Sarah Malakoff: Living Arrangements
Sarah Malakoff’s photographs explore the idea of home, but I am drawn to the formal study of spaces that are more than just rooms, they are rooms with elements of quirky expression, each with a surprise twist. I have to admit it, I’d like to hang out in these homes and meet the people who created these spaces. The lack of human evidence makes the work feel like a movie set, ready for the drama to unfold. Sarah was awarded a spot in the 2009 Critical Mass top 50 portfolios with the project, Living Arrangements, and also exhibited it at the Griffin Museum of Photography.
Sarah lives and works in Boston, Massachusetts and teaches at the University of Massachusetts Dartmouth. She received her Master of Fine Arts from the School of the Museum of Fine Arts. She has had numerous solo exhibitions including the Sol Mednick Gallery in Philadelphia, PA, the Griffin Museum of Photography in Winchester, MA, Howard Yezerski Gallery in Boston, MA and Plane Space in New York, NY. Her photographs have recently been shown at the Carnegie Museum of Art in Pittsburgh, The DeCordova Museum, The Portland Museum of Art, The Danforth Museum of Art, The Smith College Museum of Art, The Photographic Resource Center, and Photo Center Northwest.
LIVING ARRANGEMENTS: My photographs are examinations of the home as both a refuge from and at times a re-creation of the outside world. In my images, architecture and furnishings appear as uncanny symbols of culture, family, and nature. With the intentional exclusion of human occupants, my subjects spark curious speculation of their own. The private and personal are expressed in part by objects and signifiers which are displayed versus those which are hidden; what is allowed inside, and what is kept out. For example, doors and windows both frame exterior views and keep the elements at bay. Land, weather, and wildlife are ever present on the other side of the wall even as they are brought safely inside in the form of pattern, simulation, and domesticated animals. Ironically, both indoors and out equally project artifice.

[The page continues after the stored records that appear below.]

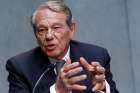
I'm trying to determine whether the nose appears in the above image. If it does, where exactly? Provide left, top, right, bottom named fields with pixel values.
left=45, top=28, right=54, bottom=41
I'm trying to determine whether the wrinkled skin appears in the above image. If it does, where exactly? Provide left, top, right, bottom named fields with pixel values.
left=34, top=8, right=106, bottom=93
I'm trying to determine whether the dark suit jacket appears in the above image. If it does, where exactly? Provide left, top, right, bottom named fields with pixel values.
left=6, top=40, right=119, bottom=93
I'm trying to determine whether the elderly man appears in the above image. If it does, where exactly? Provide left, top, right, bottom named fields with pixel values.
left=6, top=0, right=119, bottom=93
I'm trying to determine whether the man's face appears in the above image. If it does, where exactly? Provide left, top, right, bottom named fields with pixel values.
left=34, top=9, right=76, bottom=59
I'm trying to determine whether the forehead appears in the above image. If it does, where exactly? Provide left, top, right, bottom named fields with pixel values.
left=35, top=9, right=67, bottom=25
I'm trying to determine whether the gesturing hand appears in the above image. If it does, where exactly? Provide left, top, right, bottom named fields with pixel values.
left=80, top=57, right=106, bottom=92
left=55, top=57, right=106, bottom=93
left=55, top=58, right=87, bottom=93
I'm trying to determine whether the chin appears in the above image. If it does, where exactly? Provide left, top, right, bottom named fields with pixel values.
left=46, top=51, right=60, bottom=59
left=42, top=47, right=62, bottom=59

These pictures speak to notions of comfort, class, and style as well as universal attempts to control and transcend our environment. Tensions, and often humor, appear between absence and presence, old and new, real and surreal, permanent and transient, genuine and artificial, the domestic and the natural worlds. The desire to resolve these tensions drives the viewer to create their own narrative and imagine possible inhabitants.